There have been reports of patients with lymphotropic retrovirus (HTLV-I)-associated diseases who did not have antibodies to structural proteins of the virus (eg, reference 1). Most patients with mycosis fungoides, who are serologically negative have HTLV-I Tax sequence in their blood and skininfiltrating lymphocytes. 2, 3 Although patients with mycosis fungoides lack antibodies to the structural proteins of the virus, such as env and gag, more than 80% have antibodies to Tax protein when tested by western blot. 4 This condition of negative standard HTLV-I antibody tests, and positivity for Tax antibody and Tax sequence in lymphocytes, previously seen only in individuals with disease, was found in six of eight healthy relatives of our patients with mycosis fungoides tested to date. Because Tax is the transforming/transactivating component of the virus, it seemed important to find out whether there are healthy individuals who carry HTLV-I Tax, but who could, nevertheless, become blood donors because they are negative for antibodies to HTLV-I/II by standard serological tests used in US blood-transfusion centres since 1988. 5 Specimens were collected from 100 non-consecutive, randomly selected, volunteer blood donors at the New York University Medical Center Blood Bank. All donors were white and none had risk factors which would have excluded them from donating blood.

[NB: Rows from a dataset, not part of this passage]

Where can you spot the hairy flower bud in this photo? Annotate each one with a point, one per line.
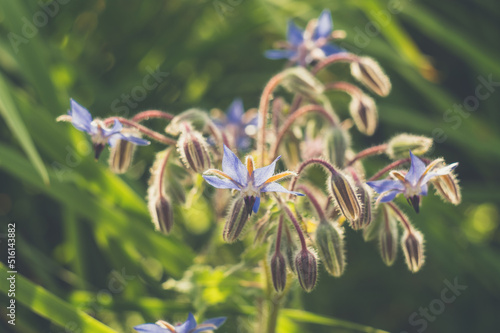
(400, 145)
(337, 142)
(413, 249)
(345, 196)
(236, 220)
(306, 266)
(121, 156)
(364, 112)
(278, 271)
(193, 149)
(368, 72)
(300, 80)
(331, 249)
(388, 239)
(447, 188)
(366, 215)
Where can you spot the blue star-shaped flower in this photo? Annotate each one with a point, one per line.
(189, 326)
(237, 123)
(99, 132)
(251, 182)
(303, 47)
(414, 184)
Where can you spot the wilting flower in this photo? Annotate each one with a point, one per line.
(303, 47)
(189, 326)
(252, 183)
(239, 124)
(414, 184)
(100, 133)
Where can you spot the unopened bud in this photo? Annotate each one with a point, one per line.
(331, 249)
(337, 142)
(193, 149)
(236, 220)
(300, 80)
(366, 215)
(413, 248)
(345, 196)
(400, 146)
(364, 112)
(388, 239)
(306, 266)
(121, 156)
(447, 187)
(368, 71)
(278, 271)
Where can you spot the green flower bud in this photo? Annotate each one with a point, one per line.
(368, 72)
(306, 266)
(331, 249)
(400, 145)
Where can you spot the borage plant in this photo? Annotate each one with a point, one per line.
(301, 223)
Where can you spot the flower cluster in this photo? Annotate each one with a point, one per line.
(303, 219)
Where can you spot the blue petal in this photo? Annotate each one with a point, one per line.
(80, 117)
(295, 35)
(417, 168)
(187, 326)
(150, 328)
(256, 205)
(325, 25)
(381, 186)
(263, 174)
(233, 167)
(279, 54)
(275, 187)
(235, 111)
(220, 183)
(330, 49)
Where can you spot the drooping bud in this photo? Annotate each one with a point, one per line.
(400, 145)
(193, 149)
(331, 249)
(447, 188)
(413, 249)
(306, 266)
(337, 142)
(364, 112)
(300, 80)
(368, 71)
(345, 196)
(121, 156)
(388, 238)
(278, 271)
(236, 220)
(366, 215)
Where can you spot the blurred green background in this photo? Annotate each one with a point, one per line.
(87, 239)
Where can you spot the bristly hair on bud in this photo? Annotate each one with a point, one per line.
(388, 238)
(343, 192)
(300, 80)
(447, 188)
(236, 220)
(368, 71)
(412, 243)
(306, 266)
(400, 145)
(278, 271)
(331, 248)
(337, 143)
(193, 149)
(364, 112)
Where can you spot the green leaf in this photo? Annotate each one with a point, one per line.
(45, 304)
(9, 112)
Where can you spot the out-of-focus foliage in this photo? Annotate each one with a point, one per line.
(87, 238)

Mononuclear leucocytes were isolated by Ficoll/Hypaque gradient centrifugation and their extracts subjected to PCR and southern blot analysis with primers SK43/44 and probe SK45. 2 Each specimen was processed in a different area and at a different time to preclude contamination. Plasma samples were tested for antibodies to recombinant Tax by ELISA and western-blot assays as reported for plasmas obtained from patients with mycosis fungoides. 4 Known HTLV-positive and HTLV-negative cell and plasma samples were run side by side with the volunteer donors’ specimens. Unexpectedly, mononuclear cells of 11/100 donors proved to harbour the Tax sequence and eight of these also had antibodies to Tax protein. All donors who had antibodies to the Tax protein by western blot, had Tax sequences in their cells—92/100 individuals tested were Tax-antibody negative, and no individual lacking the Tax sequence had antibodies to Tax protein (0/89).

Accurately to establish the prevalence of a Tax-only condition in our non-endemic region’s population will require study of a larger cohort. The significance of Tax-only in terms of pathogenicity and transmissibility and its implications regarding the safety of the blood supply need to be further investigated.